One particular line made me giggle, but since then has had me thinking:
"A woman has the last word in any argument.  Anything the man says after that is the start of a new argument."

I admit, I'm a girl who likes to have the last word.  Because I like to be right.

Whether I really am or not.

The problem is that when I insist on being right, I'm telling my husband that he is wrong.  And when I argue that I am right ALL.THE.TIME. that means that I'm telling him he's wrong.  ALL.THE.TIME.

Sometimes I try to "bite my tongue" and keep quiet about things, consoling myself by thinking about how right I am (and how wrong he is).  But it never really works.  Even if I don't spout my thoughts in the moment, they always seem to come out later when my guard is down.

James 3 tells us that it is impossible to tame the tongue, calling it a "fire" and a world of "evil," "unrighteousness," or "iniquity" (depending on which translation you're looking at).  In other words, it is highly destructive and it cannot be bridled.  Left on its own, it will consume everything in its path.

Do I want my husband to be consumed by my words?  Do I want him to be destroyed by what I say?  That old saying, "sticks and stones may break my bones, but words will never hurt me..."  Yeah, we all know how much of a lie that is.

Words DO hurt!

Even if they weren't intended to be hurtful.

Ephesians 4:29 tells us: "Don’t use foul or abusive language.
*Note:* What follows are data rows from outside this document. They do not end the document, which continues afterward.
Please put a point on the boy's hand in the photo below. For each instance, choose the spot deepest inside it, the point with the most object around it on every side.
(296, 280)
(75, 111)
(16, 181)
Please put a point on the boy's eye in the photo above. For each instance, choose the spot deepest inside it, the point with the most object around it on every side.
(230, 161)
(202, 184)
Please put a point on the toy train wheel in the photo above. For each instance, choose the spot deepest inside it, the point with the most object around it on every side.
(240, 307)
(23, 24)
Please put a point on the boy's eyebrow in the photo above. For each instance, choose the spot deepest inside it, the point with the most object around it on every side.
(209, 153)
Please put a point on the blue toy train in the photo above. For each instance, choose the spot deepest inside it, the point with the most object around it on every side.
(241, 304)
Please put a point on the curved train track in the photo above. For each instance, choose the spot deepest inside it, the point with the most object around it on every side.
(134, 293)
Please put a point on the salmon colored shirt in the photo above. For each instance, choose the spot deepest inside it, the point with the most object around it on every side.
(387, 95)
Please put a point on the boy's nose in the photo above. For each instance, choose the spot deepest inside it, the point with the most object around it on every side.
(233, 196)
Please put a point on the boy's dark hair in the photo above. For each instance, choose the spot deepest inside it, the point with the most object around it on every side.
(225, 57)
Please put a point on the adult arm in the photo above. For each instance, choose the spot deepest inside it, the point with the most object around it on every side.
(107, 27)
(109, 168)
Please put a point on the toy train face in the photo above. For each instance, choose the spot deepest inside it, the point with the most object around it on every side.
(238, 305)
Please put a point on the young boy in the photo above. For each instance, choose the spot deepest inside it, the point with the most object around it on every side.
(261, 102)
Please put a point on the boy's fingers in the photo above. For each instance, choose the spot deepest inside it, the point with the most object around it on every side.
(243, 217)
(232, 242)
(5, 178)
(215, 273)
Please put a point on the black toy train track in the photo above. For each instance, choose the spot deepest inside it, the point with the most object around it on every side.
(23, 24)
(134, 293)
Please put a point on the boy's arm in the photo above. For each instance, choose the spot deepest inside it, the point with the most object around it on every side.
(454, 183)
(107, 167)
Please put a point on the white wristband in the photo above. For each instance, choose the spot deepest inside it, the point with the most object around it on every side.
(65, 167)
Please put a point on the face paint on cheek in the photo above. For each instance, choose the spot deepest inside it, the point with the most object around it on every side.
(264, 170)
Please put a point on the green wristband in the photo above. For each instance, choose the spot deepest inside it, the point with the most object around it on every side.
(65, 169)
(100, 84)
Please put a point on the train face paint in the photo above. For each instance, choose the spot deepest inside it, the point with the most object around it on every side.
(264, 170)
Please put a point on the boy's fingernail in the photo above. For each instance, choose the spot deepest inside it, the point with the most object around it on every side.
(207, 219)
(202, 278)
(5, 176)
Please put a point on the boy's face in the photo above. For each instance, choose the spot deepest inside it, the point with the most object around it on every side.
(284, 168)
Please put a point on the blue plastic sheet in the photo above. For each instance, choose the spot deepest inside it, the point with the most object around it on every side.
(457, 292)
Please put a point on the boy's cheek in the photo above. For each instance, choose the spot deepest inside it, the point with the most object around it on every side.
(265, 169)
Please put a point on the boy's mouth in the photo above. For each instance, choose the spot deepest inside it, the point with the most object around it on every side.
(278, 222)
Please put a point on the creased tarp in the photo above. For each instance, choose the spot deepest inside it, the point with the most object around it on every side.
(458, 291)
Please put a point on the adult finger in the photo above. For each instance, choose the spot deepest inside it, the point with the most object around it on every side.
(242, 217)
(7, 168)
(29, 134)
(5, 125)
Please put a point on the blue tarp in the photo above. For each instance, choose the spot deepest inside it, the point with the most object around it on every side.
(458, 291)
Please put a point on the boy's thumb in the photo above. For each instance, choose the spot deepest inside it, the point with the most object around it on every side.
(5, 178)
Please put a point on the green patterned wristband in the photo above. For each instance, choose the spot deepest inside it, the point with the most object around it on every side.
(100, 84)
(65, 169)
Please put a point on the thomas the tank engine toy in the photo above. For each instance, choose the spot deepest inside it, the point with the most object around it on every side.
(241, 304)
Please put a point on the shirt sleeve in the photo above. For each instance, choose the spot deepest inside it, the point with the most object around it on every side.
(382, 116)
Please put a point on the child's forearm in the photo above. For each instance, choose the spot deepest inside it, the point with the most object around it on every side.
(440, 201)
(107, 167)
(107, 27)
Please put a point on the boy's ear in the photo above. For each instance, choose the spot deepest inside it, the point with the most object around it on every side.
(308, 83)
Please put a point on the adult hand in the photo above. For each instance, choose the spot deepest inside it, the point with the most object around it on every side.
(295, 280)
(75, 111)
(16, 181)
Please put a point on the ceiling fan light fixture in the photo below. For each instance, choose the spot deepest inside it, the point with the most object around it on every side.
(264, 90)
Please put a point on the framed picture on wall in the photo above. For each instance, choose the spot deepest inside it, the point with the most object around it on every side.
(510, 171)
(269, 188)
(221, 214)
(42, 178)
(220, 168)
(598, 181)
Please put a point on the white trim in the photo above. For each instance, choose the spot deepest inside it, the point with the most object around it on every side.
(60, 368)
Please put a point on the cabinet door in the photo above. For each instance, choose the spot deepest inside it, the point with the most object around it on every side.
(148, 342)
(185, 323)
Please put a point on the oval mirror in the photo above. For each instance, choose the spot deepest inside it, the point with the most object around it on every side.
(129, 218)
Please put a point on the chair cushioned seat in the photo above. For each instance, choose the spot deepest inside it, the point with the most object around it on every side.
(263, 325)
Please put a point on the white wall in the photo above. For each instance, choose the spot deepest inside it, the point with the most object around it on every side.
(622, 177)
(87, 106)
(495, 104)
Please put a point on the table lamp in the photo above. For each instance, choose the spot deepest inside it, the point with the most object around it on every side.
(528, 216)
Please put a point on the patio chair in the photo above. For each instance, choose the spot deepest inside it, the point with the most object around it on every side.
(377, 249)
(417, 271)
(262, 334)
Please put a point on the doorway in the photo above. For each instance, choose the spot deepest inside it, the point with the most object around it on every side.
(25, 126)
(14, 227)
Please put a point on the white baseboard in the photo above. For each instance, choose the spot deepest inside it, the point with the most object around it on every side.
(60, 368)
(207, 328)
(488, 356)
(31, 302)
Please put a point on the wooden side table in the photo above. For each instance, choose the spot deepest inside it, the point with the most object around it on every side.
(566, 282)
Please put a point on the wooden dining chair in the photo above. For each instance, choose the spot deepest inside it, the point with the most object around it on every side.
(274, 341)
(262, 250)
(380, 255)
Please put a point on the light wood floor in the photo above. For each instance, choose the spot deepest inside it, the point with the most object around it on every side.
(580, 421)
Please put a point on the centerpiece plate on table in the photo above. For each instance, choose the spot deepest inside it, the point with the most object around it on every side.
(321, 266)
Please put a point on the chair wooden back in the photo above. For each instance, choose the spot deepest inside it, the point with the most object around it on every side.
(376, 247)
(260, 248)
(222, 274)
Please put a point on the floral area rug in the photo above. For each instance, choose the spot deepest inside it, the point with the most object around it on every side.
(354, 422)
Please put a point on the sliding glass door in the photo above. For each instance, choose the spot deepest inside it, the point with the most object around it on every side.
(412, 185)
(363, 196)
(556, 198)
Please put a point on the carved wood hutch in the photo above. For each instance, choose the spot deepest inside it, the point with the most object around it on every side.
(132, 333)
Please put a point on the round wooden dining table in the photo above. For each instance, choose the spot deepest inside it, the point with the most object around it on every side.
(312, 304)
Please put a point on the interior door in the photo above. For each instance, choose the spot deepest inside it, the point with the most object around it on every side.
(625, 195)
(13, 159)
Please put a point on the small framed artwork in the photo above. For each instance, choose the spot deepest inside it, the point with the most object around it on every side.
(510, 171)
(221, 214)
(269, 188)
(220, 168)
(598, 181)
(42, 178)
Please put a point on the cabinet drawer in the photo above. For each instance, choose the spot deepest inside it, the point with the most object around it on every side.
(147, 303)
Let everything you say be good and helpful, so that your words will be an encouragement to those who hear them."  

We may not be using words that we consider to be "foul or abusive," but are we being careful to use our words to encourage our spouse?  Or are we more concerned about voicing our own opinion, our own need to be right?

Philippians 2:3-4 says, "Don’t be selfish; don’t try to impress others. Be humble, thinking of others as better than yourselves. Don’t look out only for your own interests, but take an interest in others, too."

I find that when I am consumed with being "right," I am only looking out for the interests of one person: myself.  Whatever the topic is, it usually isn't important enough to be arguing about in the first place.  Shouldn't my husband's feelings be more important to me than some trivial piece of information?  Is being right so vital to my well-being that I am willing to go to battle against my husband in order to defend it?

Which is my better ally, my husband or my "rightness?" 

I want to choose my husband.

And yet my weak flesh continues to choose "rightness."

So what to do?  How do we contain this unbridled fire of our tongue and re-direct it in a way that builds up our spouse instead of tearing him down?

Here are a few suggestions:
  1. BEFORE you step onto the battlefield, surrender to God your need to be right.  Get down on your knees with Him and hand him that desire.  Ask for it to be replaced by a strong desire to encourage and build up your spouse.
  2. Tell your spouse that you don't want to argue about being right any more.  Ask him or her to join you in that commitment.
  3. When that moment arrives when you want to argue, ask yourself if it's really a life-or-death matter.  Is it going to make a difference in the long run?  If not (and usually this is the case), tell your spouse, "This isn't worth the trouble.  Who cares which one of us is right?  Let's just change the subject."
  4. Seal the deal by verbally "appreciating" something about your spouse. 
I know that for many of us, this is NOT going to be easy. Even as I typed these steps, my human nature fought to say, "But what if I really AM right?   How do I just let that go??"  That's where we trust the Holy Spirit to intervene and claim victory over our flesh.

We cannot tame the blazing fire of our tongues.  But God can.  And being right is far less important than making our spouse feel loved and encouraged.  Join me today as I make a commitment to surrender my need to be right and focus instead on making my spouse feel valued.